Effectively, the point-slope form is written as: \[ y - y_1 = m(x - x_1) \] Where

• \((x_1, y_1)\) is a given point on the line
• \(m\) is the slope of the line.

By plugging in these values into the formula, you make the relationship between your known point and the slope explicit. This is particularly valuable for graphing or converting to other forms like slope-intercept form. In this exercise, knowing the point \((-2, 5)\) and the slope \(\frac{7}{2}\) allows us to directly determine the equation in point-slope form: \( y - 5 = \frac{7}{2}(x + 2) \). This representation makes it easy to transform the equation into different forms as needed.

Understanding how to find a line through a point is crucial for working with linear equations. In mathematics, a line can be precisely described if you have a point that it passes through and its slope. Imagine you want to draw a line on a graph. It leaves the starting point, like the one at \((-2, 5)\), and follows the direction determined by the slope.
The slope, which is the rate of change as you move along the line, helps establish how steep the line is. With a slope of \(\frac{7}{2}\), this means for every 2 units you move horizontally (either to the left or right), you rise or fall 7 units vertically.
Creating the equation of a line using these tidbits of information not only anchors the line in place but also sets its direction, like tracing a path through a forest by always moving in the same direction as a compass.

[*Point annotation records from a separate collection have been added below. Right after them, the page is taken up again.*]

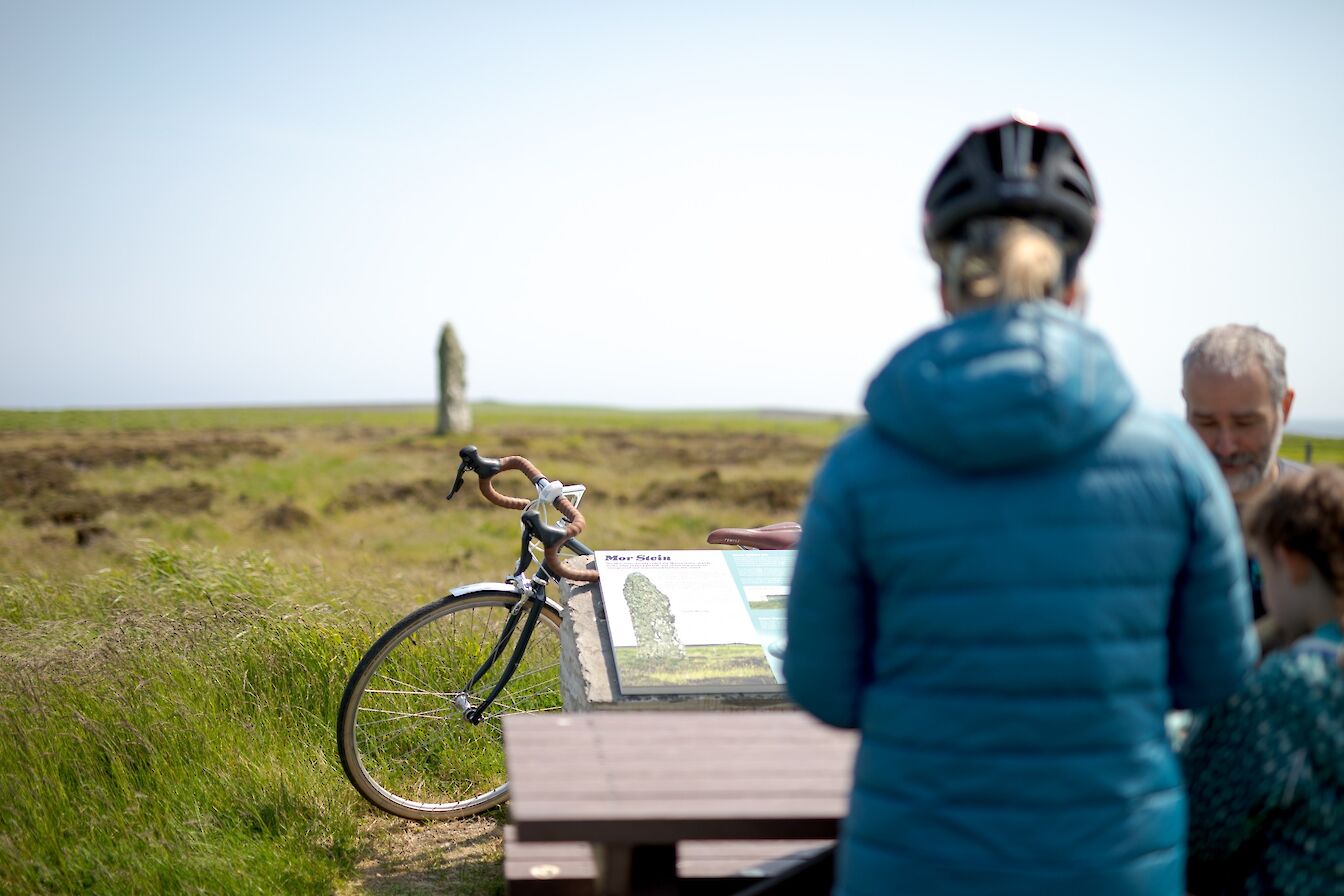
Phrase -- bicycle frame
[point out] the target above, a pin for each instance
(534, 589)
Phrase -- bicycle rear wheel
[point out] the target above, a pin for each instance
(403, 742)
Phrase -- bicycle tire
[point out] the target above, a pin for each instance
(403, 744)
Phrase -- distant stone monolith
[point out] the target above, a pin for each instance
(454, 414)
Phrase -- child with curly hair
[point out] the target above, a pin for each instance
(1265, 770)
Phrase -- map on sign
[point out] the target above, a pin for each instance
(696, 621)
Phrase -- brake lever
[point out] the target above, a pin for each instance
(457, 482)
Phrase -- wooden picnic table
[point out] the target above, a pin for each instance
(636, 783)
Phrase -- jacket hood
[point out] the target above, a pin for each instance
(1011, 386)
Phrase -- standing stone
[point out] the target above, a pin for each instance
(651, 614)
(454, 414)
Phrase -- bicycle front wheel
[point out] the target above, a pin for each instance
(403, 739)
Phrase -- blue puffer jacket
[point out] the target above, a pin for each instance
(1007, 576)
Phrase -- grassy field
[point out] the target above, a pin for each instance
(184, 591)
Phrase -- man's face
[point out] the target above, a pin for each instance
(1237, 419)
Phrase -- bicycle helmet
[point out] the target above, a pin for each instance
(1015, 168)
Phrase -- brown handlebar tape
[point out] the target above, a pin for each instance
(574, 521)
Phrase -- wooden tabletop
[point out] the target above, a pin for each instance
(629, 778)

Graphing linear equations reveals the visual representation of mathematical relationships. A linear equation typically forms a straight line when plotted on a graph. Here's how to sketch a line using the slope-intercept form:

• First, identify the y-intercept from the line equation, where the line crosses the y-axis. In our example, the line given as \( y = \frac{7}{2}x + 12 \) means the y-intercept is 12.
• Begin by plotting this point (0, 12) on the graph.
• Next, use the slope \(\frac{7}{2}\). Starting from your first point, move 2 units right (horizontal movement) and 7 units up (vertical rise) to determine another point, like (2, 19).
• With these two points plotted, draw a straight line through them.
• Ensure previously given points on the line, like (-2, 5), also align perfectly with it.

By following these steps, you'll accurately represent the equation on a graph, offering a visual insight into how linear equations interact with variables.